As we wrote above, if a nonce is missing in a blockchain’s record, miners can’t take later transactions until one with the prior nonce comes through. So a later transaction will get stuck, even if it has a very high gas price attached, until the prior one goes through.
This had a bizarre upshot. From the Blocknative blog post:
"When viewed in aggregate, even though the volume of transactions entering the mempool increased dramatically, the gas price of a significant portion of the mempool collapsed to an artificially low value."
In short: The attackers knew Keepers would fail to get their first bids through and it would result in subsequent bids “probabilistically” (in Cutler’s words) getting stuck. And it worked often enough.
The open-source code that MakerDAO published for Keeper bots didn’t have measures to check for stuck transactions.
This created a potential gap that allowed the attacker to submit a bid with a strong gas price but a 0 DAI bid for the collateral, starting that short 10-minute auction clock ticking.
“While automated trading systems are often designed to programmatically increase the gas price of transactions, many such trading systems do not handle nonce gaps well – if at all,” the Blocknative post warns.
In 1,462 cases, the Keepers failed to notice that their bids were getting stuck in the mempools, the attackers won the bid, stealing millions of dollars in ETH and nearly forcing an emergency shutdown on MakerDAO.

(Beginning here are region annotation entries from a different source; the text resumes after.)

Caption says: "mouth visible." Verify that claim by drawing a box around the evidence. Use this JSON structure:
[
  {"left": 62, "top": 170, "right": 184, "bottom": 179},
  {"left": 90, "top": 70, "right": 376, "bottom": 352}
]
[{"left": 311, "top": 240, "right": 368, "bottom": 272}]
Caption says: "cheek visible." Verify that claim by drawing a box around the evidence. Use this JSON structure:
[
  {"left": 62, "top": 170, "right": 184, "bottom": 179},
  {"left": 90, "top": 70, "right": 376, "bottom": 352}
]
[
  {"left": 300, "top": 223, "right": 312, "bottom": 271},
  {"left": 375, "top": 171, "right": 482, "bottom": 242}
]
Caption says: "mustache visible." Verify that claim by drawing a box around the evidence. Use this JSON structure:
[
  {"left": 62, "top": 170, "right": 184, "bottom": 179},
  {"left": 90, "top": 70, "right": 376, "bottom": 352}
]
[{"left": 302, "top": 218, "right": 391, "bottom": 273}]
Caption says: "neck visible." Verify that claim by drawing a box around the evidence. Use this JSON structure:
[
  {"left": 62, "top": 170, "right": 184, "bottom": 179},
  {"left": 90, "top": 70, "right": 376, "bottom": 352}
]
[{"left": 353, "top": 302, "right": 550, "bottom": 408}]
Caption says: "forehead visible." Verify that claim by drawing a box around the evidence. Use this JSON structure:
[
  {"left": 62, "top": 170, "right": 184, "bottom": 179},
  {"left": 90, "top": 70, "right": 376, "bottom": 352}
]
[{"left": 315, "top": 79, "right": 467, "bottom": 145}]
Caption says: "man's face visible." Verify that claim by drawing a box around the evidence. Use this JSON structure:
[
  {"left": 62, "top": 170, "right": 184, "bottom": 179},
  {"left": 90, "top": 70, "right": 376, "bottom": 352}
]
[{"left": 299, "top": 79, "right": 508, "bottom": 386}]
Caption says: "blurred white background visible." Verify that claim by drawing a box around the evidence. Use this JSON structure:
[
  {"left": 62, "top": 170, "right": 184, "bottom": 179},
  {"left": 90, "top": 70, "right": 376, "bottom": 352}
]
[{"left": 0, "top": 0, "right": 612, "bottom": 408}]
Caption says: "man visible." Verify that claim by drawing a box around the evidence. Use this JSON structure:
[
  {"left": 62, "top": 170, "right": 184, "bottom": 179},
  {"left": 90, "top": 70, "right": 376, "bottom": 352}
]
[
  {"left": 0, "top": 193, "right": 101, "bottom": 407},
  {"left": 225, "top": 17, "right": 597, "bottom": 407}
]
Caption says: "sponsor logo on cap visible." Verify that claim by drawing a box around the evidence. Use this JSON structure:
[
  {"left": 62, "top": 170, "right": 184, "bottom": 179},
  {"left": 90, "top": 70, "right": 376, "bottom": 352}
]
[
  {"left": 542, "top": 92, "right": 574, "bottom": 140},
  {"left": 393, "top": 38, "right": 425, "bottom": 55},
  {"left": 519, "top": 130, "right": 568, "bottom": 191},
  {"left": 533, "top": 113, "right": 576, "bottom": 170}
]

MakerDAO has since extended the auction time to six hours. Blocknative has opened its data set of mempool activity for members of the community to study further.
The blog post notes:
"The mempool is a critical – yet ephemeral and often overlooked – element of the blockchain ecosystem. As such, mempools present many 'unknown unknowns' to builders and users alike."
In this case, however, the attackers studied Maker’s Keeper code and realized it was possible to know what the real Keepers didn’t.